Mineral network analysis has been used in recent years to investigate evolving mineral chemistry [59,60,61,62], predict mineral oxidation state and environmental redox conditions [63,64], and understand the locality distribution of a range of different minerals and their constituent elements [25,58,65,66]. Each element’s mineral chemistry has a unique network structure based on the chemical associations or locality distribution within the network [53]. Oxygen fugacity is an important factor in magmatic–hydrothermal mineralization and the speciation of multivalent elements [67,68,69,70]. The O fugacities related to SnO and SnO2 activity can closely describe the redox conditions of host magma fluids [71,72,73]. Conversely, W operates as an incompatible element irrespective of redox state [74,75]. Along these lines, Sn and W have various mineral chemistry network differences that reflect the O fugacity and redox properties of the two elements (Figure 1 and Figure 2).
The distinct network separation of S-containing Sn minerals from O-containing Sn minerals represents a dramatic divergence in mineral chemistry between reduced and oxidized Sn. Such Sn redox sensitivity has been previously observed in the average O fugacities (LogfO2) of Sn-related Yanshanian granites in South China, which are lower than all other evaluated Yanshanian granites (e.g., Cu-Au-Mo-, +4.22; Cu-Pb-Zn-, +3.51; W-, +3.78; W-Sn-, +1.71; and Sn-related granites, −0.83, [76]). Oxygen fugacity is an important control on Sn-granite formation in other systems as well [77,78]. Additionally, S-containing Sn minerals contain almost exclusively high-density, high-molecular-weight, soft acid–base elements vs. O-containing Sn minerals, which contain mostly low-density, low-molecular-weight hard acid–base elements. The Cretaceous Sn mineralization event in Southwest China was controlled by roll-back of the subduction plate of the New Tethys Ocean that formed granite with low O fugacity that was rich in F and Cl (hard and intermediate bases, [79]). This Sn mineral chemistry network structure very closely aligns with hard–soft acid–base chemistry to an even greater extent than previous network studies that included all mineral-forming elements in a full mineral chemistry network [53]. In both the Sn mineral chemistry network and the full mineral chemistry network, S-containing minerals largely group separately from O-containing minerals.

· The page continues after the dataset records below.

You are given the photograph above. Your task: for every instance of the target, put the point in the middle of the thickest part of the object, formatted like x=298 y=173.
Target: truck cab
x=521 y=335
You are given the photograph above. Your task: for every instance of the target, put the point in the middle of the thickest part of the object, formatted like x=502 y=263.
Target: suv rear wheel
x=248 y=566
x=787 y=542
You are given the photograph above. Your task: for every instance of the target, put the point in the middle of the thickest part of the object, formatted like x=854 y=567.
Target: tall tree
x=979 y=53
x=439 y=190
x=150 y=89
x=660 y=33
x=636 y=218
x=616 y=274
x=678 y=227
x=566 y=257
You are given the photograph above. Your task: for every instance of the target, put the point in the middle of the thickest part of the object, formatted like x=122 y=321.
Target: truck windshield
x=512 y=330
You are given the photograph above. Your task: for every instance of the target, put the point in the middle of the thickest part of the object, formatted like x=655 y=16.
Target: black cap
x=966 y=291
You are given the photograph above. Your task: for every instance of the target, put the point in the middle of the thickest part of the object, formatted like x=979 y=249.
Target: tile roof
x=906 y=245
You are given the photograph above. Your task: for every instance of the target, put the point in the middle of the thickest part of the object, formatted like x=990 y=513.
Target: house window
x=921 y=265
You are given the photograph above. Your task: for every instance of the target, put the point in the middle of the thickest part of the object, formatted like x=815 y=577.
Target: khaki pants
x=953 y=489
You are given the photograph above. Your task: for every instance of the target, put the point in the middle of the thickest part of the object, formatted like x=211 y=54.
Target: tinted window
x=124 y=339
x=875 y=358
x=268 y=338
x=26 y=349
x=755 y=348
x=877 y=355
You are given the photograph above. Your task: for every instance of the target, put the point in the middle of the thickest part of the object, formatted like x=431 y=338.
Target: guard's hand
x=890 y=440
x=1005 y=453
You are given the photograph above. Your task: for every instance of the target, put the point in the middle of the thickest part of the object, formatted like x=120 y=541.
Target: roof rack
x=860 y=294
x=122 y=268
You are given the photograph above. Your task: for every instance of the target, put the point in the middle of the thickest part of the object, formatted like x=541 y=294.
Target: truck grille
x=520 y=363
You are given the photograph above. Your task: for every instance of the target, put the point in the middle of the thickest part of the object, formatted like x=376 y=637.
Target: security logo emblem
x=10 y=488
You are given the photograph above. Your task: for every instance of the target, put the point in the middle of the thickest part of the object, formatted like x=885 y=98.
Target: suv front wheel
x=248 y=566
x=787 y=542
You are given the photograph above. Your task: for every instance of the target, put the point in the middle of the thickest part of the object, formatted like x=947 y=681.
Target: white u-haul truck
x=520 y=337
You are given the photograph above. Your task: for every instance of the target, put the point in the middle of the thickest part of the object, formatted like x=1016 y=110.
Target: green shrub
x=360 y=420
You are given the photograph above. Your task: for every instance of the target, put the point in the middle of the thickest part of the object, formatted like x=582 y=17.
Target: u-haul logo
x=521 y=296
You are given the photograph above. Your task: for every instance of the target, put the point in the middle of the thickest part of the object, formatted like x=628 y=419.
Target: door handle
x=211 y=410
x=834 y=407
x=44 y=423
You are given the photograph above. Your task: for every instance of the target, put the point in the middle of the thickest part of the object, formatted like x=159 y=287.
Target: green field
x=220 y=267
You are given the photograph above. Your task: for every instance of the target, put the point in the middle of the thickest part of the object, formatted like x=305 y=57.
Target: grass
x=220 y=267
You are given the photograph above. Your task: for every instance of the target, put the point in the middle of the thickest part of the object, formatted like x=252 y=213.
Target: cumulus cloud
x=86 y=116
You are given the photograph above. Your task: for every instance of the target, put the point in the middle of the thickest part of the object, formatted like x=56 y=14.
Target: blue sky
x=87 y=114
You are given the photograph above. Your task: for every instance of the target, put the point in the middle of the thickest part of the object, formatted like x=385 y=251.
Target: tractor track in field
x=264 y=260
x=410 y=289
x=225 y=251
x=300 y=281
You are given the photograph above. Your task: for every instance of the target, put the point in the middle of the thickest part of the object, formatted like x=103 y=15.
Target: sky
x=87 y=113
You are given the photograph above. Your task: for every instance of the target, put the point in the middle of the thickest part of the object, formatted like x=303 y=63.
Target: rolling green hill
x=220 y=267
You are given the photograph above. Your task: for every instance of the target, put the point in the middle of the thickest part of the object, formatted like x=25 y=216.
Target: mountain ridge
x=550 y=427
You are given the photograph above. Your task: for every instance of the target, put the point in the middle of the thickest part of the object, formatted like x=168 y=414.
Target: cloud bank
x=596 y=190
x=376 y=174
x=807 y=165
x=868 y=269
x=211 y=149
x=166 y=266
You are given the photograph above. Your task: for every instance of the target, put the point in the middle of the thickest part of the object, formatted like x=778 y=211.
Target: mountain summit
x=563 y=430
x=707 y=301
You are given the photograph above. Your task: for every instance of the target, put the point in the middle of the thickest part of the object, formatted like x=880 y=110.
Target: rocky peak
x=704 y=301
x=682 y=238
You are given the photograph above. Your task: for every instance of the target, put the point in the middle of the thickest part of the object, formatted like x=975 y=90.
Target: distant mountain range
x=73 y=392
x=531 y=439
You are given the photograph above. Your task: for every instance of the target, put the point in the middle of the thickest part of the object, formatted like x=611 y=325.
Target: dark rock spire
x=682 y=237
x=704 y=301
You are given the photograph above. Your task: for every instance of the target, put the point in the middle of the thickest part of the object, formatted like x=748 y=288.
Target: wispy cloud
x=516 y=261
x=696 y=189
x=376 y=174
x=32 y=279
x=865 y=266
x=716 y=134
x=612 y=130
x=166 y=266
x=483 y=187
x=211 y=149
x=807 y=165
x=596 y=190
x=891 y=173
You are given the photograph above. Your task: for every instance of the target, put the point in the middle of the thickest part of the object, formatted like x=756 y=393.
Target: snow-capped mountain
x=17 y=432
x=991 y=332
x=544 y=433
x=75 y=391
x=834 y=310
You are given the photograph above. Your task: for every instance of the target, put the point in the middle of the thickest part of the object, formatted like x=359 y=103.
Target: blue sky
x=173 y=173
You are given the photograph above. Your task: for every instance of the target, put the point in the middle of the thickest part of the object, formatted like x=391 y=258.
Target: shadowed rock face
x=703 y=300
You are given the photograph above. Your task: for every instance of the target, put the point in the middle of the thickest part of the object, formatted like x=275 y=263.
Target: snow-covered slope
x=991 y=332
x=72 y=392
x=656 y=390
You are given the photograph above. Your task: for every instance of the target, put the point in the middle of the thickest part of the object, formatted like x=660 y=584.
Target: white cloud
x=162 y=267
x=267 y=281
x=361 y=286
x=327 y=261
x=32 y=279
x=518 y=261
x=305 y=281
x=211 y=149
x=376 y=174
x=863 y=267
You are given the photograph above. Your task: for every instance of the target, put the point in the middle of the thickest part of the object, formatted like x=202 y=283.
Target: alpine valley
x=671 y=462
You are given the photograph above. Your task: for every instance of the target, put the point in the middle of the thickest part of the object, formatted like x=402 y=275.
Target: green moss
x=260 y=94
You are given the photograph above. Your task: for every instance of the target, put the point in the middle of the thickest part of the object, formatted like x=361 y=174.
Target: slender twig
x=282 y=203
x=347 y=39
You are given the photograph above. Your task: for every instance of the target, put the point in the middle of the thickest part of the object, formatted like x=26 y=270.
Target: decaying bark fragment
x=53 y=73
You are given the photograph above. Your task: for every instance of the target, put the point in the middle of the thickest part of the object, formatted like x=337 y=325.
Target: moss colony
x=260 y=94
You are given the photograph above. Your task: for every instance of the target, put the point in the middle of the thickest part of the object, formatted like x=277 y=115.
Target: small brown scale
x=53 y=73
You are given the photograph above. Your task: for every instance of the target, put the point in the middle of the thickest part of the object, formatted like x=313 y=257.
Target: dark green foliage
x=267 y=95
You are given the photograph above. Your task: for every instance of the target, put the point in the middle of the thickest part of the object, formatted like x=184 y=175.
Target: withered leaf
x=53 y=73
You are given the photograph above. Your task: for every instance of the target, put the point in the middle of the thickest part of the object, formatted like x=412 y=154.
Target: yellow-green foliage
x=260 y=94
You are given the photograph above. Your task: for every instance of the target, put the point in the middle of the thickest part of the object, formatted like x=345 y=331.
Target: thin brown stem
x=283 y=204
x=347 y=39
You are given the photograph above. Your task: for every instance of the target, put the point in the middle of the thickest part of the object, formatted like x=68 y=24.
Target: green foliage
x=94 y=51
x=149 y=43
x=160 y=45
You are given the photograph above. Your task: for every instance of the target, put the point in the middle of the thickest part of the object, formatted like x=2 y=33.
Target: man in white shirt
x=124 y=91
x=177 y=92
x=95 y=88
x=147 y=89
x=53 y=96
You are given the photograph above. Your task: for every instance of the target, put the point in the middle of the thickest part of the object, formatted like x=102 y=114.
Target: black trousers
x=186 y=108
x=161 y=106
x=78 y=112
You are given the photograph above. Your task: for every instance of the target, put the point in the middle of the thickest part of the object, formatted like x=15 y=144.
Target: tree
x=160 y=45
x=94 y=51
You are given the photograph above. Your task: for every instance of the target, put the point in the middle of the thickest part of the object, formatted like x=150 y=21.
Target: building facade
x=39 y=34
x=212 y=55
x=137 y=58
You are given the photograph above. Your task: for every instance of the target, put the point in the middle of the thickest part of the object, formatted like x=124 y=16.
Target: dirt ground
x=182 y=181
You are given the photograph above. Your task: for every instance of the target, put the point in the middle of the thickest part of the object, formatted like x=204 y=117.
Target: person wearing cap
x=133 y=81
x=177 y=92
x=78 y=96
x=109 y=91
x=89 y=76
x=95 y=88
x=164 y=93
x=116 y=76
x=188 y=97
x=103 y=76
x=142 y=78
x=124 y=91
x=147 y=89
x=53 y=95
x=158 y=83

Due to the incompatibility of W at all redox conditions, W minerals can form at low fO2 as observed with W-Sn-related granites or at relatively high fO2 with W-related granites [76]. Indeed, the W mineral chemistry network does not contain groups of elements and minerals that are separated by density, molecular weight, electronegativity, or hard–soft acid–base properties as in the Sn mineral chemistry network (Figure 1 and Figure 2). Tungsten occurs in the same periodic table group as Mo, but unlike W, Mo is commonly associated with S (e.g., molybdenite, [80]). In the combined Sn and W mineral chemistry network (Figure 3), Louvain network communities that include most W minerals and O-containing Sn minerals (communities 1 and 4) have similar wMEECV values and may reflect the presence of SiO2, Al2O3, Na2O, niobium (Nb), tantalum (Ta), and other commonly enriched elements in W-Sn-related granites [40,81,82]. The combined Sn and W network also highlights the respective geochemical properties of Sn and W. Communities 1 and 4 align more with W and other siderophile (ex: Mn) and lithophile elements (ex: Al, Ca, Mg, Si, etc.), while communities 2, 3, and 5 align more with Sn and other chalcophile elements (ex: Cu, Zn, Ag, Sb, Te, etc.).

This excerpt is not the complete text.